INDUSTRY
Itanium 2-based Superdome is First Single System to Break 700K tpmC
HP and Microsoft Corp. today announced the world record benchmark result of 707,102 transactions per minute (tpmC) on the Transaction Processing Performance Council's TPC-C benchmark, establishing a new high water mark for commercial transaction processing on a non-clustered system. At a price to performance ratio of $9.13/tpmC, customers using HP Superdome, Microsoft(R) SQL Server(TM) 2000 and Windows Server(TM) 2003 Datacenter Edition can achieve industry-leading performance and scalability at a lower cost than any other high-end solution on the market.

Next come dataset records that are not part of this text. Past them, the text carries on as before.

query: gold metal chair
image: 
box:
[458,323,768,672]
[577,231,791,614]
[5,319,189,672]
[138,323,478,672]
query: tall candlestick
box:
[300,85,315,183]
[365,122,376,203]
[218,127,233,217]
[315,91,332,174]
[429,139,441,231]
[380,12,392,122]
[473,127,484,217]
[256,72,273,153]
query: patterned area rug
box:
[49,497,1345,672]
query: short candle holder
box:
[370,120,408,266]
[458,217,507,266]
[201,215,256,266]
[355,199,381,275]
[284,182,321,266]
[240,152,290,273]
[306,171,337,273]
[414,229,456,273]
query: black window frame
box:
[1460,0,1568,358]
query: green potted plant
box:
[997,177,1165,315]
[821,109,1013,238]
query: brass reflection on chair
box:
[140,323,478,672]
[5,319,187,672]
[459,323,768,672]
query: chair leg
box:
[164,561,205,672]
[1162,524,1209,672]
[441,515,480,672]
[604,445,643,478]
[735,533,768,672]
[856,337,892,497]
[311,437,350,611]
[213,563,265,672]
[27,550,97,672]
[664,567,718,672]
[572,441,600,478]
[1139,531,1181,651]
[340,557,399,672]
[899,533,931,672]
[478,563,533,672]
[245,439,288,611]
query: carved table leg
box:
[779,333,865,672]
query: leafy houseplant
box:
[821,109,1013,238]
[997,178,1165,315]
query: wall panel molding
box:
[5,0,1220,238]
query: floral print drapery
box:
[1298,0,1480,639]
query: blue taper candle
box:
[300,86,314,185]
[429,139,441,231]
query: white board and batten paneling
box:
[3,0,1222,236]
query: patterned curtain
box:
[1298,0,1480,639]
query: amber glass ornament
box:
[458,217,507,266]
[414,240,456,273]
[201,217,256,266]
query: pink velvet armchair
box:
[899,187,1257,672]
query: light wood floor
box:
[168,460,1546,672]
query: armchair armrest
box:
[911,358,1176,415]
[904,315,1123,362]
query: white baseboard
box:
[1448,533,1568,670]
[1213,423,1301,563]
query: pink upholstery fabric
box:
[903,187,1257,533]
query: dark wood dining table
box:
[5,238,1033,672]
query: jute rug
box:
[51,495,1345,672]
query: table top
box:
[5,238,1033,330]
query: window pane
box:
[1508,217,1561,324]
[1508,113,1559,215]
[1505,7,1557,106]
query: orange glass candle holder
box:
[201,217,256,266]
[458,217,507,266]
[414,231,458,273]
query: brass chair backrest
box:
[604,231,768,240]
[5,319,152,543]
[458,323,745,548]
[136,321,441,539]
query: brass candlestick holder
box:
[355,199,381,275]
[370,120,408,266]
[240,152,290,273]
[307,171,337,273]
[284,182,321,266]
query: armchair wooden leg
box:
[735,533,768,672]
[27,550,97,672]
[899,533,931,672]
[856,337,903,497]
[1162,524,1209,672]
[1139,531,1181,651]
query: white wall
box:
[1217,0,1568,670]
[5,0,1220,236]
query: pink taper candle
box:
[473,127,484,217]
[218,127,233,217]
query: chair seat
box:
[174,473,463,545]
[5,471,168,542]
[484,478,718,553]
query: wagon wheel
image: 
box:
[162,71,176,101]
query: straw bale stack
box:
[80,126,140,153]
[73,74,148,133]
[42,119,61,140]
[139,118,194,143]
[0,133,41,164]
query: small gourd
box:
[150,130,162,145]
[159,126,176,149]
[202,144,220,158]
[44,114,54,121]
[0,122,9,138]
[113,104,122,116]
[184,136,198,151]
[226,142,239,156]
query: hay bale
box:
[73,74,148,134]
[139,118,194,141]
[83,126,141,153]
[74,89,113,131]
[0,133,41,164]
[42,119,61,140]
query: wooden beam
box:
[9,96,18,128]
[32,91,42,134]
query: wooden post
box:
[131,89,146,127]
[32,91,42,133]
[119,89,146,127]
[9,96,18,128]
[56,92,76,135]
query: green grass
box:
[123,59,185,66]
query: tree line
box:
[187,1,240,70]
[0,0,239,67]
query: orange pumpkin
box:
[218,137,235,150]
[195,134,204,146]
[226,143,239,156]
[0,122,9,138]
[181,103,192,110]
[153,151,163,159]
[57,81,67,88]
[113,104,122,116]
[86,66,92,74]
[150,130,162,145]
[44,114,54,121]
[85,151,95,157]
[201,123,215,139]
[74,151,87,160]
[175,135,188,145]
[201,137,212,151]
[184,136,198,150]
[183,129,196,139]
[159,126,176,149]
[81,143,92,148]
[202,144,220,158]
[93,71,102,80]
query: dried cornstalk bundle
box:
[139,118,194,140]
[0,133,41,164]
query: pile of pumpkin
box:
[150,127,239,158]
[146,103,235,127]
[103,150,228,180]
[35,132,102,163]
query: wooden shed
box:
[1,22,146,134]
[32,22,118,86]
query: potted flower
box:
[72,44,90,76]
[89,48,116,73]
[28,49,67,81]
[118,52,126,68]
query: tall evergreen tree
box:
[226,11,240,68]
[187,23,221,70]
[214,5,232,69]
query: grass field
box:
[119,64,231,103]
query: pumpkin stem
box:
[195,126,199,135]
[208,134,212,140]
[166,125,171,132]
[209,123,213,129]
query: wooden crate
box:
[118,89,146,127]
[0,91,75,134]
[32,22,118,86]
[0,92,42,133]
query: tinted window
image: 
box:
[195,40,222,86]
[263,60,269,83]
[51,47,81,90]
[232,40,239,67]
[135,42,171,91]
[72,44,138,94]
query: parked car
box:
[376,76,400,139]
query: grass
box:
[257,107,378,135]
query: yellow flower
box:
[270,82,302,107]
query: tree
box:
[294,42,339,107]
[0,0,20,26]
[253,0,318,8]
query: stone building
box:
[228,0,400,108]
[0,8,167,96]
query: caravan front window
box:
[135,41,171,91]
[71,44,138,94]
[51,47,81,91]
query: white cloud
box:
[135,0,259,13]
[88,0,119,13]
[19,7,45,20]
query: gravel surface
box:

Building on their innovation, HP and Microsoft demonstrated the most powerful transaction performance solution with an HP Superdome server based on the forthcoming Intel(R) Itanium(R) 2 processor 6M (code-named Madison), running the 64-bit version of Windows Server 2003 Datacenter Edition for Itanium-based Systems and SQL Server 2000 Enterprise Edition (64-bit), with HP StorageWorks MSA1000 storage.
"HP's strong alliances with Microsoft and Intel enable us to deliver enterprise-class solutions based on open standards that meet the needs of our customers," said Scott Stallard, senior vice president, HP Enterprise Storage and Servers. "While competitors continue to tout expensive, proprietary systems, HP's portfolio of industry-standard solutions on IA-32 ProLiant and Itanium 2-based HP servers offer customers the agility, accountability and return on investment they expect in building an adaptive enterprise."
"Microsoft and HP made history today with an unprecedented 707,102 transactions per minute," said Gordon Mangione, corporate vice president for SQL Server at Microsoft. "We are very excited about this result because it continues to demonstrate to customers Microsoft's price/performance advantage over proprietary solutions. This, combined with our world record clustered result, solidifies SQL Server and Windows Server as the true price/performance leader for database systems."
Today's result with Microsoft builds on the performance leadership the HP Superdome server has established since its introduction three years ago. The server is on track to deliver up to triple its current commercial performance over the next several years. Through simple processor upgrades, Superdome customers can benefit from long-term performance scalability, flexibility and investment protection over competitive offerings. This summer, HP plans to release the Superdome server based on the Itanium 2 processor 6M (Madison).